In premature babies, Patent Ductus Arteriosus (PDA) can cause breathing difficulties that may necessitate increased respiratory support. A murmur may be heard on examination of the heart. In very premature and small babies, a large PDA may occasionally result in bleeding into the lungs (pulmonary hemorrhage) which can be life threatening.
PDA is a blood vessel that is present in all babies when they are in the womb. This blood vessel connects the aorta (a large artery that supplies blood from the heart to various parts of the body) and the pulmonary artery (a large artery that supplies blood to the lungs). When the baby is in the womb, PDA normally diverts blood from the pulmonary artery to the aorta as the lungs do not take part in gas exchange.After birth, when the lungs expand, all the blood in the pulmonary artery flows to the lungs and the PDA which is not needed anymore closes spontaneously in the majority of babies.However when a baby is born prematurely, this blood vessel may not close as expected, resulting in excessive blood flow to the lungs from the aorta.
PDA is one of the conditions affecting babies with very low birth weight (VLBW).Why is PDA a concern? Problems are more likely to occur if the PDA is large. The shunting causes too much blood to flow to the lungs and not enough to other parts of the body. Large PDA in premature babies can complicate respiratory problems, making gas exchange in the lungs more difficult. It may also result in heart failure and can cause poor growth.
PDA is usually suspected in a premature baby by clinical examination. An echocardiography of the heart (ultrasound scanning) done at the bedside can confirm the diagnosis. This ultrasound examination can also determine the size of the PDA.Treatment options include fluid restriction, medical treatment with drugs such as indomethacin and occasionally, surgical ligation (where the PDA is ligated in a surgical operation).In the majority of instances medical management is effective in closing a PDA. Our team of doctors and nurses in the Neonatal Intensive Care Unit (NICU) is experienced in diagnosing and treating this condition. In the rare occasion of failure with medical therapy, surgical ligation is done by the cardiothoracic surgeons under general anaesthesia.
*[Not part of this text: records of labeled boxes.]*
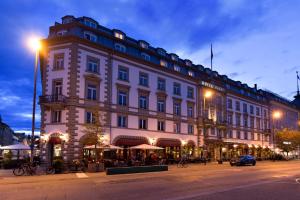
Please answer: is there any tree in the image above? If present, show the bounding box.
[81,108,105,160]
[275,129,300,155]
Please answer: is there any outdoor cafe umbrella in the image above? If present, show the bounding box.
[84,144,123,150]
[129,144,164,150]
[0,144,30,160]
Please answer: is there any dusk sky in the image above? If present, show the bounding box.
[0,0,300,134]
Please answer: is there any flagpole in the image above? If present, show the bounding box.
[296,71,299,95]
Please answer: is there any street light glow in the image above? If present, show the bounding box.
[27,36,41,52]
[273,111,282,119]
[204,90,213,98]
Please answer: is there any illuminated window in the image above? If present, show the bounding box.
[160,60,168,67]
[115,32,125,40]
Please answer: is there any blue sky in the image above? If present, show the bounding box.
[0,0,300,134]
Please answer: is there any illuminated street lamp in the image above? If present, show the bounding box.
[27,37,41,163]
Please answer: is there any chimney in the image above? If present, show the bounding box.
[254,83,257,90]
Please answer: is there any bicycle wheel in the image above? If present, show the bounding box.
[13,167,25,176]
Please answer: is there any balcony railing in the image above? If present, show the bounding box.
[40,94,67,104]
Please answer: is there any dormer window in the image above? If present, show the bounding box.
[141,53,150,61]
[185,60,192,66]
[56,30,68,36]
[84,19,97,28]
[188,71,195,77]
[157,48,166,56]
[139,40,149,49]
[174,65,180,72]
[115,43,126,53]
[171,54,178,61]
[114,31,125,40]
[160,60,168,67]
[83,31,97,42]
[62,15,75,24]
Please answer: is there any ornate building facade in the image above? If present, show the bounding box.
[39,16,298,161]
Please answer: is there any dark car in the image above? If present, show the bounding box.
[230,155,256,166]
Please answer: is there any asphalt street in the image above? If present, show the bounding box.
[0,161,300,200]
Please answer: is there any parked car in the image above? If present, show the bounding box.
[230,155,256,166]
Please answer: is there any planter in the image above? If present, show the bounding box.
[88,163,104,172]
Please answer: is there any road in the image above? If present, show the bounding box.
[0,161,300,200]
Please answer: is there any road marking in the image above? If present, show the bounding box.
[76,173,88,178]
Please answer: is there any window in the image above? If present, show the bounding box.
[173,83,181,95]
[243,115,248,127]
[157,99,166,112]
[53,54,64,70]
[52,110,61,123]
[174,122,180,133]
[53,80,62,95]
[250,105,254,115]
[227,113,233,125]
[250,117,254,128]
[139,73,149,87]
[157,78,166,91]
[174,102,181,116]
[56,30,68,36]
[174,65,181,72]
[85,112,95,124]
[118,67,129,81]
[244,131,248,140]
[228,130,232,138]
[87,85,97,100]
[84,32,97,42]
[188,124,194,134]
[256,107,260,116]
[243,103,248,113]
[114,32,125,40]
[236,131,241,139]
[256,118,260,129]
[251,133,254,140]
[118,91,127,106]
[160,60,168,67]
[157,121,165,131]
[141,53,150,61]
[115,43,126,53]
[118,115,127,127]
[187,87,194,99]
[188,106,194,117]
[235,115,241,126]
[87,58,99,73]
[84,20,97,28]
[227,99,232,109]
[139,95,148,109]
[139,119,147,129]
[235,101,241,111]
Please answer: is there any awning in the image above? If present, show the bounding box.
[129,144,164,150]
[84,144,123,150]
[156,138,181,147]
[0,144,30,150]
[114,136,149,146]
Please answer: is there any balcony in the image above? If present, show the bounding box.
[39,95,67,108]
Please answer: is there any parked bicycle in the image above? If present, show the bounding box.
[177,157,188,168]
[13,162,55,176]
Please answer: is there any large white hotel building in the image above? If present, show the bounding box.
[39,15,298,164]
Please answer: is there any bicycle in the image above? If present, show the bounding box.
[13,162,55,176]
[177,158,188,168]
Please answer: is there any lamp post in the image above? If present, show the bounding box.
[272,110,282,159]
[28,37,41,163]
[202,90,213,159]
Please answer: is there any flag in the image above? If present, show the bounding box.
[210,44,214,60]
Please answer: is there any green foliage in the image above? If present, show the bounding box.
[275,129,300,153]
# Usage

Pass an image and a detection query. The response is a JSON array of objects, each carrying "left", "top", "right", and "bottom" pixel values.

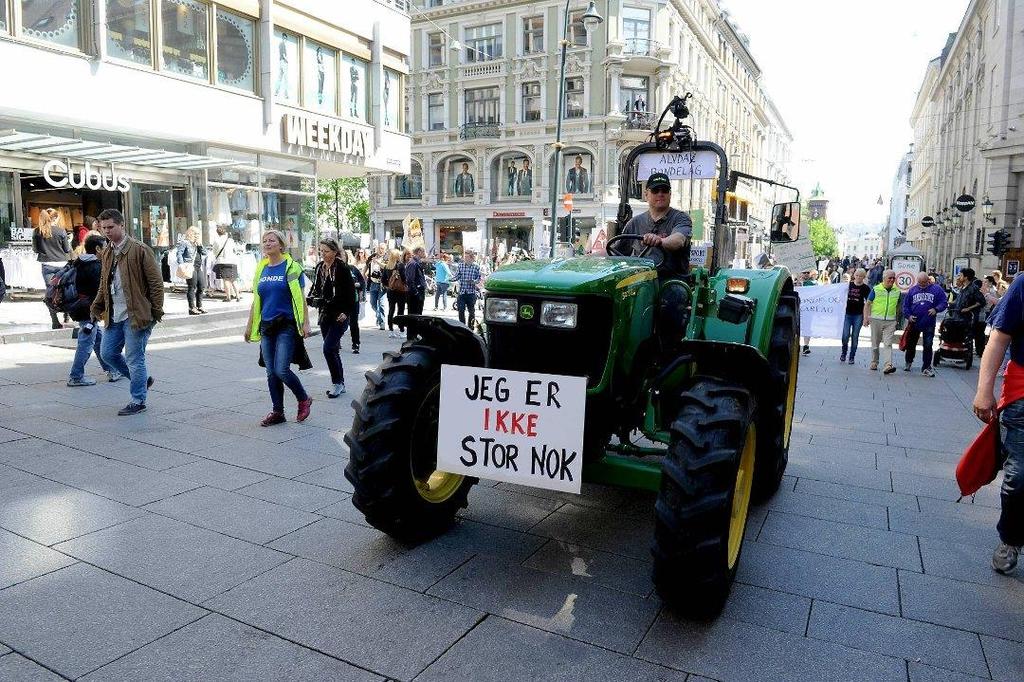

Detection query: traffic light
[{"left": 988, "top": 229, "right": 1010, "bottom": 256}]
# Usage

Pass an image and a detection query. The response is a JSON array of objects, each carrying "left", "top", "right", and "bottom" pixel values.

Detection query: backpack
[{"left": 43, "top": 261, "right": 82, "bottom": 312}]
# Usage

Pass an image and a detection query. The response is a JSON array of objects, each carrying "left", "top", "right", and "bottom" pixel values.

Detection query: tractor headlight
[
  {"left": 541, "top": 301, "right": 578, "bottom": 329},
  {"left": 483, "top": 298, "right": 518, "bottom": 323}
]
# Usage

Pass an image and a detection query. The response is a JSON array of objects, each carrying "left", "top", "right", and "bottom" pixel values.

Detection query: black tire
[
  {"left": 652, "top": 377, "right": 757, "bottom": 617},
  {"left": 754, "top": 293, "right": 800, "bottom": 504},
  {"left": 345, "top": 339, "right": 477, "bottom": 543}
]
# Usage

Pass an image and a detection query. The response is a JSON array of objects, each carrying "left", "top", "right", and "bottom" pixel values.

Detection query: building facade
[
  {"left": 371, "top": 0, "right": 792, "bottom": 256},
  {"left": 907, "top": 0, "right": 1024, "bottom": 272},
  {"left": 0, "top": 0, "right": 411, "bottom": 287}
]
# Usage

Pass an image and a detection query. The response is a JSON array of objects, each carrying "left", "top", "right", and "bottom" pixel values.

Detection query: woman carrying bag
[
  {"left": 244, "top": 229, "right": 313, "bottom": 426},
  {"left": 306, "top": 240, "right": 355, "bottom": 398}
]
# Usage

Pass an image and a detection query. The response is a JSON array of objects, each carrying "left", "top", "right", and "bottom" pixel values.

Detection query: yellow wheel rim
[
  {"left": 782, "top": 336, "right": 800, "bottom": 447},
  {"left": 728, "top": 424, "right": 758, "bottom": 569},
  {"left": 416, "top": 471, "right": 463, "bottom": 504}
]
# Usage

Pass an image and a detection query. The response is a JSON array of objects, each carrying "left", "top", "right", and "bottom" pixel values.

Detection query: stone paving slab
[{"left": 0, "top": 563, "right": 206, "bottom": 678}]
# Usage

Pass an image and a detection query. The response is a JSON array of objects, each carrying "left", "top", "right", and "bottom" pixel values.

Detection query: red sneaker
[
  {"left": 259, "top": 411, "right": 284, "bottom": 426},
  {"left": 295, "top": 397, "right": 313, "bottom": 422}
]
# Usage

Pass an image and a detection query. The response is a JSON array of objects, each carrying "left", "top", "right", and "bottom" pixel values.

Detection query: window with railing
[
  {"left": 466, "top": 24, "right": 502, "bottom": 62},
  {"left": 522, "top": 81, "right": 541, "bottom": 121},
  {"left": 563, "top": 76, "right": 584, "bottom": 119},
  {"left": 623, "top": 7, "right": 650, "bottom": 54},
  {"left": 522, "top": 16, "right": 544, "bottom": 54}
]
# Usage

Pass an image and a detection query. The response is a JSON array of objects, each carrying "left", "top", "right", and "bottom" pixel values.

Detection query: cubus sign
[{"left": 437, "top": 365, "right": 587, "bottom": 493}]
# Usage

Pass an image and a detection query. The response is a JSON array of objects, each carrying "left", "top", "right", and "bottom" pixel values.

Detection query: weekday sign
[{"left": 437, "top": 365, "right": 587, "bottom": 493}]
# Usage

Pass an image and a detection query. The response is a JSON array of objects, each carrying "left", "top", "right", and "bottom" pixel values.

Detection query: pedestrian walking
[
  {"left": 177, "top": 225, "right": 206, "bottom": 315},
  {"left": 903, "top": 272, "right": 946, "bottom": 377},
  {"left": 974, "top": 270, "right": 1024, "bottom": 573},
  {"left": 406, "top": 247, "right": 427, "bottom": 315},
  {"left": 90, "top": 209, "right": 164, "bottom": 417},
  {"left": 32, "top": 208, "right": 71, "bottom": 329},
  {"left": 454, "top": 251, "right": 482, "bottom": 329},
  {"left": 306, "top": 240, "right": 355, "bottom": 398},
  {"left": 364, "top": 244, "right": 388, "bottom": 332},
  {"left": 863, "top": 270, "right": 903, "bottom": 374},
  {"left": 434, "top": 253, "right": 452, "bottom": 310},
  {"left": 839, "top": 267, "right": 871, "bottom": 365},
  {"left": 68, "top": 235, "right": 121, "bottom": 386},
  {"left": 213, "top": 225, "right": 242, "bottom": 303},
  {"left": 243, "top": 229, "right": 313, "bottom": 426},
  {"left": 381, "top": 249, "right": 409, "bottom": 339}
]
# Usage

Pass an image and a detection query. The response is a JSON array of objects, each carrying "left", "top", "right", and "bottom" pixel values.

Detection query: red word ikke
[{"left": 483, "top": 408, "right": 538, "bottom": 438}]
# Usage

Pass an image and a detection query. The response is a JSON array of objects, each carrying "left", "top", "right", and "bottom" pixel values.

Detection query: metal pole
[{"left": 550, "top": 0, "right": 572, "bottom": 254}]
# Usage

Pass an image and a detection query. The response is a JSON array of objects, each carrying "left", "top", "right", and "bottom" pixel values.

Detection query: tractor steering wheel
[{"left": 604, "top": 235, "right": 668, "bottom": 267}]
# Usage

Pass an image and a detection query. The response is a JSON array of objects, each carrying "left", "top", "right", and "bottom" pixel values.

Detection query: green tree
[
  {"left": 807, "top": 218, "right": 839, "bottom": 258},
  {"left": 316, "top": 177, "right": 370, "bottom": 232}
]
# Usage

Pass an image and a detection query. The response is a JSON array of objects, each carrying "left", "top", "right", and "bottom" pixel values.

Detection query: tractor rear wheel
[
  {"left": 345, "top": 340, "right": 477, "bottom": 542},
  {"left": 652, "top": 377, "right": 758, "bottom": 617},
  {"left": 754, "top": 293, "right": 800, "bottom": 503}
]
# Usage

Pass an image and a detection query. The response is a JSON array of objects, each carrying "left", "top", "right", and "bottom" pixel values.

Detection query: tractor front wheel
[
  {"left": 652, "top": 377, "right": 758, "bottom": 617},
  {"left": 345, "top": 340, "right": 477, "bottom": 542}
]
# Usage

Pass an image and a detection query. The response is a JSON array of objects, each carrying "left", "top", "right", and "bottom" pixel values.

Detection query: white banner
[
  {"left": 437, "top": 365, "right": 587, "bottom": 493},
  {"left": 799, "top": 283, "right": 847, "bottom": 339}
]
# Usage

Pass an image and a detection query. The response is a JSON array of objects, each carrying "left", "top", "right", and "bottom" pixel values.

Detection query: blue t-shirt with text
[
  {"left": 256, "top": 260, "right": 306, "bottom": 322},
  {"left": 988, "top": 275, "right": 1024, "bottom": 365}
]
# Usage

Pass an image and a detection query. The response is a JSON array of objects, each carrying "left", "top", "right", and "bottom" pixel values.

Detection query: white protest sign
[
  {"left": 771, "top": 238, "right": 817, "bottom": 272},
  {"left": 437, "top": 365, "right": 587, "bottom": 493},
  {"left": 637, "top": 150, "right": 718, "bottom": 182},
  {"left": 797, "top": 283, "right": 850, "bottom": 339}
]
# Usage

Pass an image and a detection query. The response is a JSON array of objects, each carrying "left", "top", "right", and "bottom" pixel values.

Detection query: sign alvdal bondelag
[{"left": 43, "top": 159, "right": 131, "bottom": 191}]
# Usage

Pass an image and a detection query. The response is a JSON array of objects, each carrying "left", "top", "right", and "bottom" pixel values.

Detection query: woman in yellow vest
[{"left": 245, "top": 229, "right": 313, "bottom": 426}]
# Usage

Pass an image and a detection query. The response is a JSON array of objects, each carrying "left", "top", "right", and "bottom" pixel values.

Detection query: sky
[{"left": 721, "top": 0, "right": 969, "bottom": 227}]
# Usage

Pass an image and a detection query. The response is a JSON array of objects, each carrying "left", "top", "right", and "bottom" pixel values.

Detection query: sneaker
[
  {"left": 992, "top": 543, "right": 1021, "bottom": 576},
  {"left": 259, "top": 412, "right": 288, "bottom": 426},
  {"left": 295, "top": 397, "right": 313, "bottom": 422},
  {"left": 118, "top": 402, "right": 145, "bottom": 417}
]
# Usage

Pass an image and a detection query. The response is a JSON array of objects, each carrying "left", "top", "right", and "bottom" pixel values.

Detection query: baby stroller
[{"left": 934, "top": 317, "right": 974, "bottom": 370}]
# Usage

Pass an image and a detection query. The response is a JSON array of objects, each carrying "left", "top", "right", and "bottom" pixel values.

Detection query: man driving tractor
[{"left": 622, "top": 173, "right": 693, "bottom": 280}]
Babies who require surgical ligation usually remain in the NICU during the surgery and post-operative care is provided by the same team of doctors and nurses.
We have a support group (early starter club) for parents of premature babies that comprises doctors, nurses, medical social workers as well as parents of previous premature babies managed in our NICU.
In our VLBW cohort (2015-2019), 78 out of 268 (29%) VLBW babies had a symptomatic PDA. 73% of 78 VLBW babies with symptomatic PDA were successfully treated with medication and the remaining 27% underwent surgical ligation. There were no deaths in babies who had ligation.
Information is correct as of December 2019.